The safety and efficacy of sublingual immunotherapy (SLIT) have been confirmed by many studies. However, in China, the research on efficacy and safety in young and older children with allergic rhinitis (AR) is still rare.

Objective

The aim of this retrospective study is to evaluate the efficacy and safety of SLIT with Dermatophagoides farinae drops in pre-school and school-age children with AR.

Methods

A total of 282 subjects aged 2–13 years with AR received a two-year course of sublingual immunotherapy along with pharmacotherapy. According to the age, patients were defined as the pre-school group (2–6 years old, n=116) and school-age group (7–13 years old, n=166). Total nasal rhinitis symptom scores (TNSS), visual analogue score (VAS) and total medication scores (TMS) were evaluated at four time points: baseline, after SLIT for half a year, one year and two years. The adverse events (AEs) were evaluated at each visit.

Results

After two-year SLIT, the four rhinitis symptom scores, TNSS, VAS and TMS scores were significantly lower than baseline (all P<0.05). The comparison of efficacy between one and two-year duration showed no significant difference in global clinical outcomes (all P>0.05). In addition, there were no significant differences between the pre-school and school-age group in TNSS (all P>0.05), VAS (all P>0.05) and TMS scores (P>0.05) after SLIT for half a year, one year and two years. No severe systemic AEs were reported.

Conclusion

SLIT with D. farinae drops is clinically effective and safe in pre-school and school-age patients with house dust mites (HDMs)-induced AR.

Keywords:
Allergic rhinitis
Sublingual immunotherapy
D. farinae
Efficacy
Texto completo
Introduction

Allergic rhinitis (AR) is characterised by excessive eosinophil infiltration, Th2 cytokine responses, elevated levels of allergen-specific IgE, mucus secretion and airway hyperresponsiveness.1 In China, the prevalence of AR in children has increased from 9.1% in 20012 to 15.4% in 2010,3 and house-dust mites (HDMs) have been documented to be the most prevalent allergens.4 Symptomatic treatment is based on antihistamines and corticosteroids. Apart from eliminating allergens, which can be difficult, allergen specific immunotherapy (ASIT) is at present the only aetiological treatment able to alter disease progression.5,6

The latest position paper document ASIT has practically no controversy in the treatment of AR and allergic asthma.7 And in the latest national guidelines for the diagnosis and treatment of AR, it is suggested that ASIT should be used as first-line treatment for AR.8 As a new route of administration of ASIT, the safety and efficacy of sublingual immunotherapy (SLIT) have been confirmed by meta-analysis and systematic review.9–11 However, in China, the research on efficacy and safety of SLIT in young children and older children is still rare.

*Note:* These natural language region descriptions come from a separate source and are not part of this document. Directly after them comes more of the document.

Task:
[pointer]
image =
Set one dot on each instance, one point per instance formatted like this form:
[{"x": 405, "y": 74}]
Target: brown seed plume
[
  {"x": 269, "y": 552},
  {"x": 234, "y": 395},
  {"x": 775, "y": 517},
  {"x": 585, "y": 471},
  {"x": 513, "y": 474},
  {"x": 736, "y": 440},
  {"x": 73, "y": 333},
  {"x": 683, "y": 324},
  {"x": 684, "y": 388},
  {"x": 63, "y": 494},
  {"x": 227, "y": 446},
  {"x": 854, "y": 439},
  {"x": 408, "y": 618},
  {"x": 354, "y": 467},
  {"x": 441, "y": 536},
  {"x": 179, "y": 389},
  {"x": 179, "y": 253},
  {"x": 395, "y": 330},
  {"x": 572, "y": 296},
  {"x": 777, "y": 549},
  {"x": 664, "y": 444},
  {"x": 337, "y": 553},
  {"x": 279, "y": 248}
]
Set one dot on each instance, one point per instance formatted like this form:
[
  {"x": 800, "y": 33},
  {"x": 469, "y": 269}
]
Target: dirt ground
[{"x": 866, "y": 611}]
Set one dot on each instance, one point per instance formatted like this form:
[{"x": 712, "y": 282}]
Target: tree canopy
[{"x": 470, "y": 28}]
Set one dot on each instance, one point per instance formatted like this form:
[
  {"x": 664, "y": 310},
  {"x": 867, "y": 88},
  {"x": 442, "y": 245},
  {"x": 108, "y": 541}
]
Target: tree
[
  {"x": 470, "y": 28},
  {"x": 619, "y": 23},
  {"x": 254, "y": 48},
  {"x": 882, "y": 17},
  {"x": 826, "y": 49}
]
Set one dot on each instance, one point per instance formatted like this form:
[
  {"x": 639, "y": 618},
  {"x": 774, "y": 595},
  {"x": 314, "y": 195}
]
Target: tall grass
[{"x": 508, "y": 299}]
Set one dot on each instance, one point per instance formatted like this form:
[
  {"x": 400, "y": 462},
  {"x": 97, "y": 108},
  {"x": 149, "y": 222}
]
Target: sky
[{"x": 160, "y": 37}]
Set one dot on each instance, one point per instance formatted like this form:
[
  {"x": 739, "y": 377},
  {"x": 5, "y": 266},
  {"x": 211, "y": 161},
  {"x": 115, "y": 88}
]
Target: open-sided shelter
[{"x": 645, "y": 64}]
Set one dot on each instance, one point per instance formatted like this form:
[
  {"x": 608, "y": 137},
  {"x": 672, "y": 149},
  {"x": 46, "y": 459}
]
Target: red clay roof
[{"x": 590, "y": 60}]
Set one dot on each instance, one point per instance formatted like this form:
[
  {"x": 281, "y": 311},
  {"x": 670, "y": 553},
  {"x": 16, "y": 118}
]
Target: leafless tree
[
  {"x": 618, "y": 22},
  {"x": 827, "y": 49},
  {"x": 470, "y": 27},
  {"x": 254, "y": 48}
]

Materials and methodsSubjects

In total, 282 patients aged 2–13 years were involved from December 2012 to March 2014. The inclusion criteria were: (1) diagnosed with moderate-to-severe/persistent AR; (2) allergic symptoms and signs such as runny nose, itchy nose, sneezing, nasal crease, pale and swollen nasal mucosa, and watery discharge; (3) positive clinical history of HDM allergy and positive skin-prick test (SPT) for D. farinae and serum-specific immunoglobulin E (IgE) ≥0.7KU/L. The exclusion criteria included: (1) patients with immunodeficiency; (2) with bronchial asthma, acute respiratory infections and other diseases that may cause respiratory symptoms; and (3) patients having received allergen-specific immunotherapy previously.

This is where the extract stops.